Vulnerability Management

Palantir maintains an aggressive vulnerability management program and corresponding service level agreements (SLAs) for patching. This program includes vulnerabilities in our software products and in underlying infrastructure.

Palantir Security Bulletins

Palantir maintains and publicly releases security bulletins ↗ related to security issues we have identified in our supported software products. Where possible, common vulnerabilities and disclosures (CVEs) are also issued.

These security bulletins include a summary of the issue, background context including scope and impact, remediation steps, and a timeline.

We endeavor to publicly disclose issues no more than 30 days after an issue has been identified, fixed, and communicated to our customers. We reserve the right to delay this disclosure deadline as needed for information security or other purposes.

If you are a Palantir customer, you will be provided private, embargoed security bulletins as part of our vulnerability management process. These may be forwarded to you via automated means, or by your Palantir representative.

We encourage all customers to subscribe to our Safebase site ↗ to be alerted when new security bulletins are made public.

Vulnerabilities in User-authored Code

One of the features of Palantir Foundry is for users to author arbitrary code. This code can import or rely on software packages, including those that may contain known security vulnerabilities.
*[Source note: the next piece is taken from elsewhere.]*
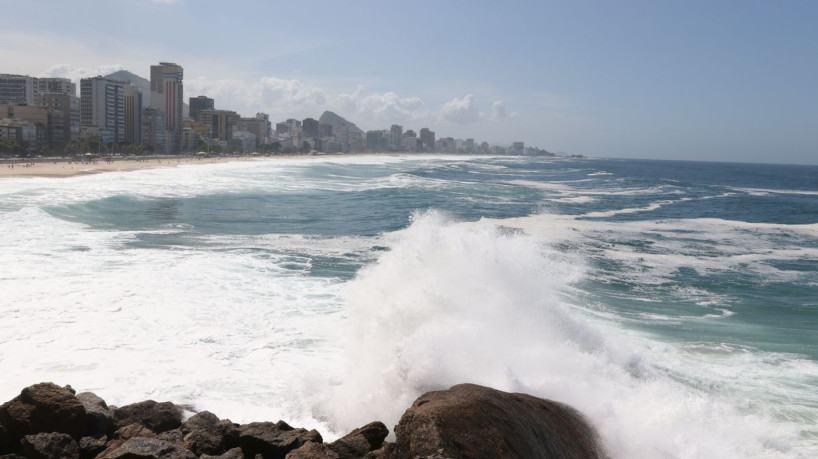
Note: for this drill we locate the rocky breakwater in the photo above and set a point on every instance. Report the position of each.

Palantir will provide patched and updated versions of common software packages and bundles. However, automatically migrating user-authored code to these newer versions may break pipelines or integrations. Additionally, we cannot account for updating and managing all versions of all software used by Foundry users.

As such, it is a customer responsibility to manage the software versions present in dependencies and packages that are used in the authoring by your users. In extreme circumstances, Palantir may push breaking package upgrades to mitigate critical security issues (e.g. log4j) without notice or warning.